Hetgeen in beroep is aangevoerd kan naar het oordeel van de beroepscommissie niet tot een andere beslissing leiden dan die van de beklagcommissie. Op zich moet klager een tijd worden gegund om zaken eerst zelf trachten op te lossen. Dat daarmee een periode nodig was vanaf het moment van overplaatsing in augustus 2020 tot aan het moment van indiening van de klacht op 3 juni 2021 is door klager onvoldoende onderbouwd. Deze periode is daarmee zodanig lang van duur dat klager terecht niet meer in zijn klacht is ontvangen. Het beroep zal daarom ongegrond worden verklaard.

 

4. De uitspraak

De beroepscommissie vernietigt de uitspraak van de beklagcommissie wat betreft beklagonderdeel a, verklaart klager alsnog ontvankelijk in dit onderdeel van het beklag, maar verklaart dit beklag ongegrond.

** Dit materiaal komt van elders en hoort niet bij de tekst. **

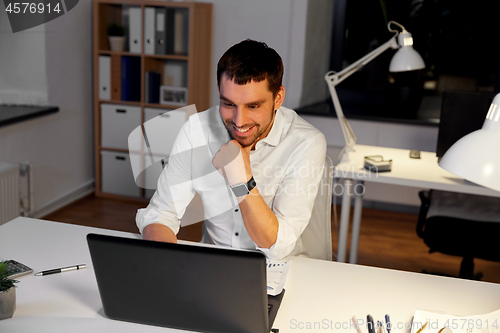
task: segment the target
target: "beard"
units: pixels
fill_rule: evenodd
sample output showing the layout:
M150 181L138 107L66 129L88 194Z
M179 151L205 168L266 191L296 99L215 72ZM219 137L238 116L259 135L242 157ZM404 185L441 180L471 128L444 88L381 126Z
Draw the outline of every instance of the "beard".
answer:
M237 126L233 123L233 121L231 119L224 120L224 119L222 119L222 117L221 117L221 119L224 122L227 133L229 134L229 137L231 138L231 140L238 141L238 143L241 145L241 147L245 148L245 147L252 146L257 141L259 141L262 134L264 134L268 130L268 128L272 125L272 123L274 122L275 114L276 114L276 111L273 112L273 116L271 118L271 121L269 121L268 124L264 124L264 125L255 124L255 123L254 124L245 124L245 126L243 126L242 128L244 128L244 129L251 128L250 130L252 131L252 133L248 136L238 135L238 132L235 129L235 127L237 127Z

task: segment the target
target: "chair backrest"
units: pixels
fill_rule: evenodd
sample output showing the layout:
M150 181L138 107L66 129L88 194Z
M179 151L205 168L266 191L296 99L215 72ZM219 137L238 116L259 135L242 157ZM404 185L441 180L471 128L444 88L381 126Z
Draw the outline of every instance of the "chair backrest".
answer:
M326 156L325 169L314 201L311 219L301 236L305 248L303 254L310 258L332 260L332 186L333 163Z

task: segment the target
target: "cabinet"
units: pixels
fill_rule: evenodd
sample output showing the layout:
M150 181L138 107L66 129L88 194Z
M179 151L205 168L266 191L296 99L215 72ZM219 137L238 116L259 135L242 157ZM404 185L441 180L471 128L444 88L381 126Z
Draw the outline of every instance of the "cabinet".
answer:
M144 151L168 159L170 147L148 151L129 134L165 114L162 126L172 131L162 140L173 143L186 119L175 110L210 107L212 10L209 3L93 0L96 196L147 199L152 192L135 185L132 169L146 168ZM110 47L113 24L125 28L123 50Z

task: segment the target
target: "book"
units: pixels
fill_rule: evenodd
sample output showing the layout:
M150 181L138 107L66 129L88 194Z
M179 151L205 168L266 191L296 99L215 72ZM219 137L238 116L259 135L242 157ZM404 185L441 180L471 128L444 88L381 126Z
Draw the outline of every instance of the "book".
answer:
M122 101L139 102L141 100L141 58L123 56L120 74Z
M149 71L144 73L144 102L149 103Z
M150 71L148 81L149 91L147 93L147 103L160 103L161 74L158 72Z

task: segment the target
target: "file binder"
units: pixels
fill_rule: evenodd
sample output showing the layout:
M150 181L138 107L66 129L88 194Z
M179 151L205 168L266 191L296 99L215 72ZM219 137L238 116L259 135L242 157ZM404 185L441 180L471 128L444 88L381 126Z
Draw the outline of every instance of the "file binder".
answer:
M141 100L141 58L122 57L121 64L122 101Z
M167 19L166 8L156 8L156 21L155 21L155 54L166 54L166 34L165 34L165 21Z
M130 7L128 15L129 15L129 52L141 53L142 10L140 7Z
M156 8L144 9L144 53L155 54L155 16Z
M189 11L178 9L174 16L174 54L187 55L189 44Z
M111 99L111 57L99 56L99 99Z
M160 103L161 74L155 71L146 72L144 83L146 103Z

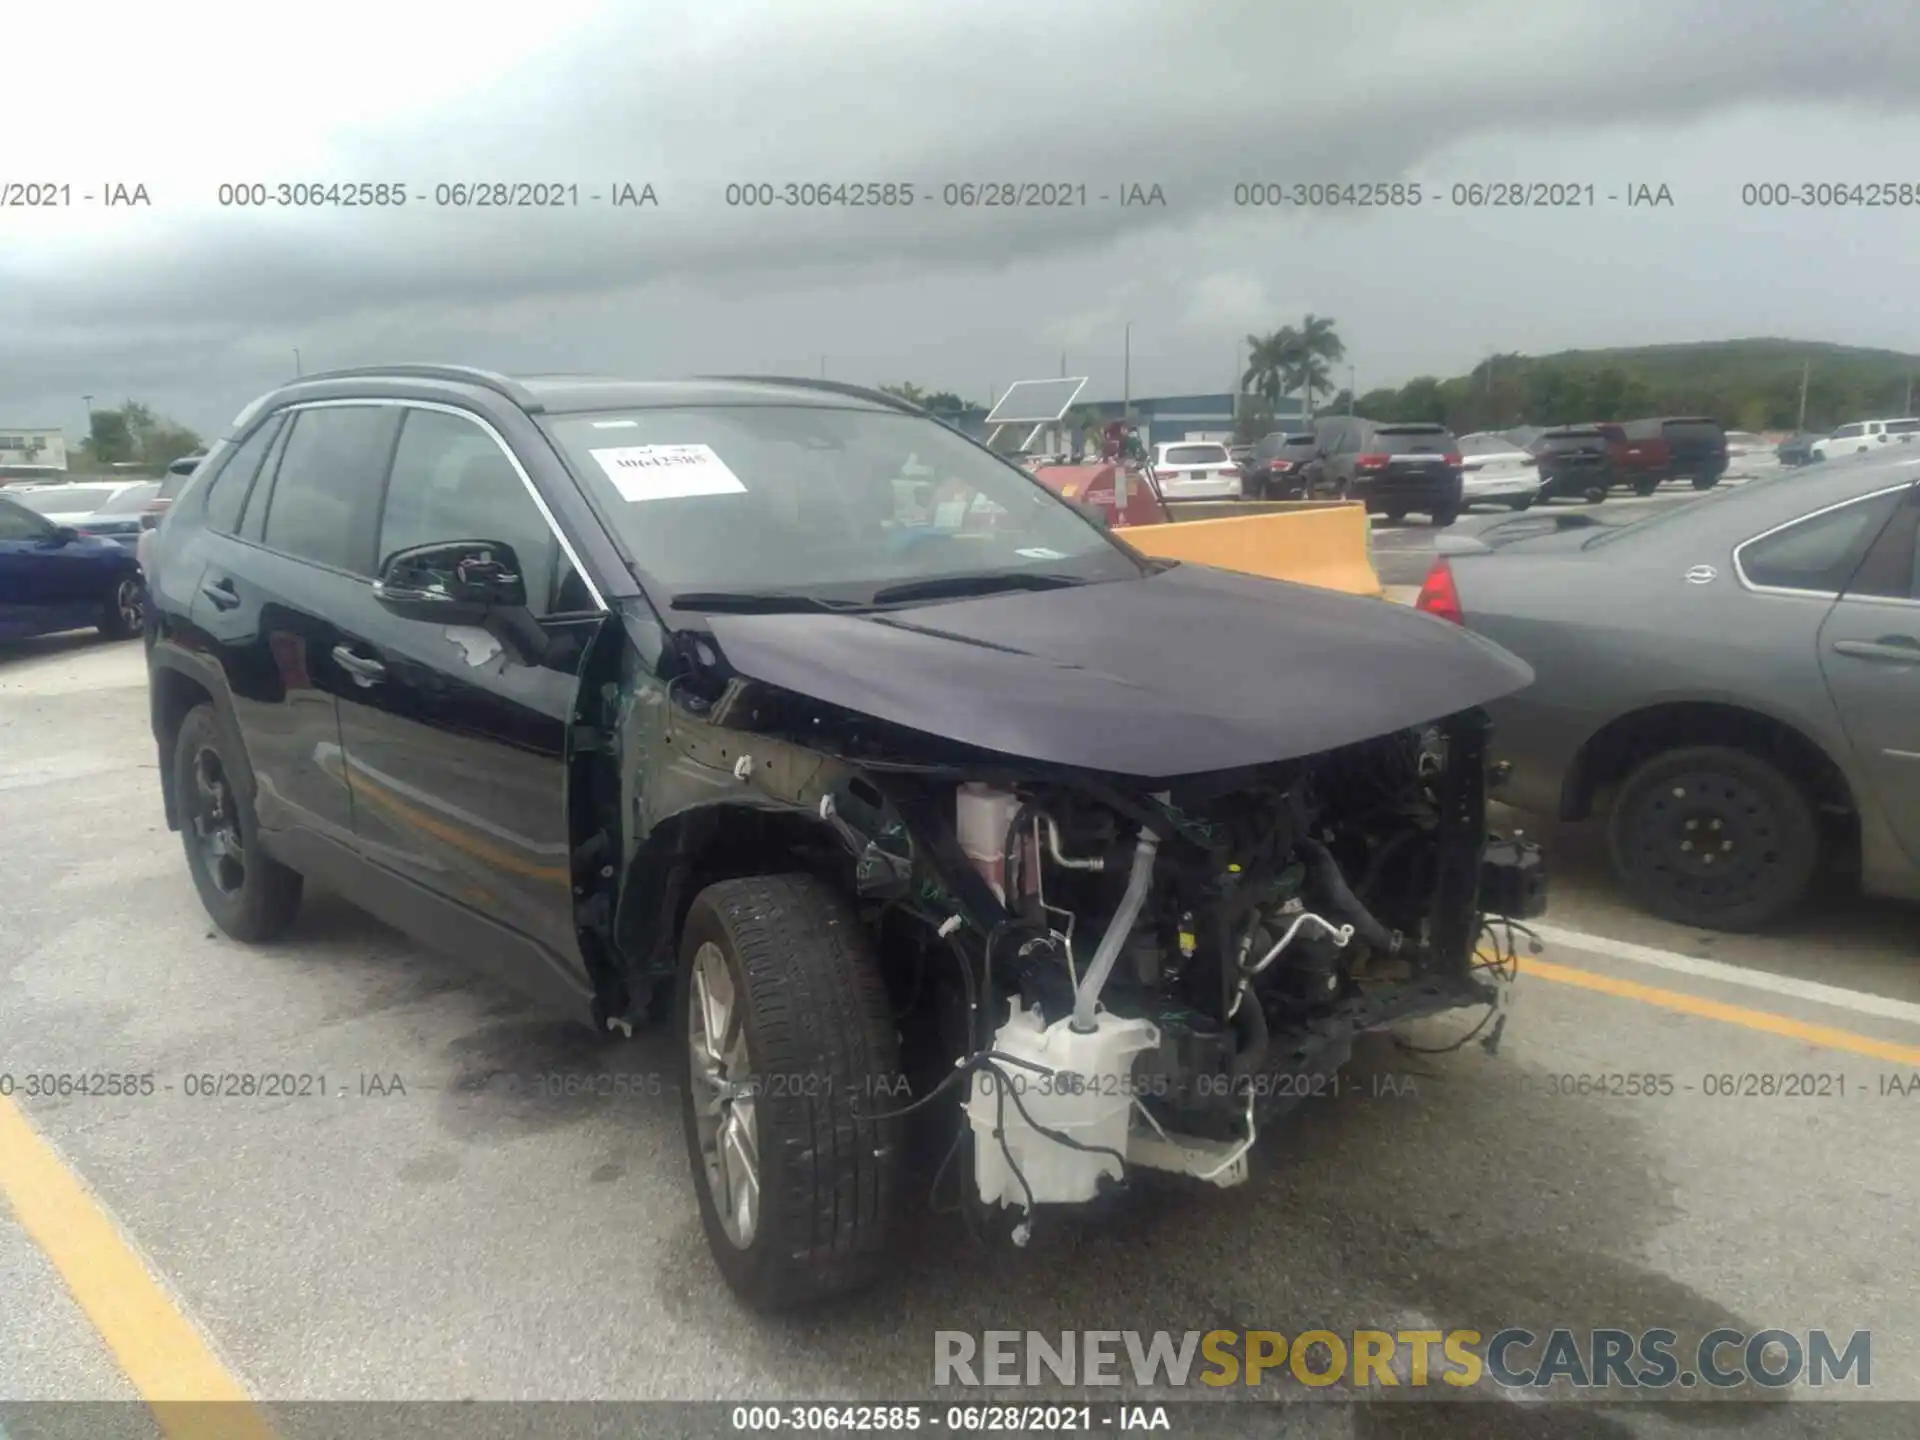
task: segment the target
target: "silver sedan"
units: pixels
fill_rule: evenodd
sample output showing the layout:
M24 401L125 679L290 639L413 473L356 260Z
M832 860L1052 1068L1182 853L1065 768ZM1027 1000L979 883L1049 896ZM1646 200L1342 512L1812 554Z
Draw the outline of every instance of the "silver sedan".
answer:
M1721 930L1822 869L1920 899L1920 457L1790 470L1624 525L1444 537L1422 609L1533 666L1500 798L1607 818L1644 909Z

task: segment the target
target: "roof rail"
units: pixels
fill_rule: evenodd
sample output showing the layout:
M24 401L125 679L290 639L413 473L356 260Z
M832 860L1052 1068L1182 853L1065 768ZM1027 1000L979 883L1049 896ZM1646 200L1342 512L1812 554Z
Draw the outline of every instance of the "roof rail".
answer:
M733 380L747 385L793 385L802 390L824 390L831 395L846 395L856 400L870 400L876 405L885 405L890 410L902 410L909 415L927 415L932 412L911 400L902 400L885 390L875 390L866 385L852 385L845 380L811 380L798 375L702 375L702 380Z
M493 370L481 370L472 365L355 365L346 370L322 370L312 375L301 375L294 380L296 385L306 385L320 380L366 380L376 376L391 377L395 380L447 380L457 385L477 385L483 390L491 390L504 395L521 409L538 414L545 407L540 399L526 386L509 375Z

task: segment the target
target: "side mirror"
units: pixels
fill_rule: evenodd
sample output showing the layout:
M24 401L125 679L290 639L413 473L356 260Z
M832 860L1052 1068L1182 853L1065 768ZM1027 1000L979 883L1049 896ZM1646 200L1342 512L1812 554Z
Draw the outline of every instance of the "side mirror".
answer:
M523 665L538 665L547 653L547 632L527 607L519 557L499 540L397 551L381 565L373 598L405 620L485 630Z
M80 538L80 532L71 525L56 525L47 538L56 545L71 545Z
M527 587L511 545L453 540L389 555L373 598L406 620L484 625L498 612L525 610Z

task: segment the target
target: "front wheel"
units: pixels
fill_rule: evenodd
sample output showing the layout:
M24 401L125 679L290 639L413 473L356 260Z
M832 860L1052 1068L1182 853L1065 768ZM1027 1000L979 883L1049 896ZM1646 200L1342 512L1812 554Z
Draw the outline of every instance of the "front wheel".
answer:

Zij verklaart het beroep wat betreft beklagonderdeel b ongegrond en bevestigt in zoverre de uitspraak van de beklagcommissie.

 

Deze uitspraak is op 10 januari 2022 gedaan door de beroepscommissie, bestaande uit mr. M.J.H. van den Hombergh, voorzitter, mr. drs. L.C. Mulder en mr. A.M.G. Smit, leden, bijgestaan door mr. R. Kokee, secretaris.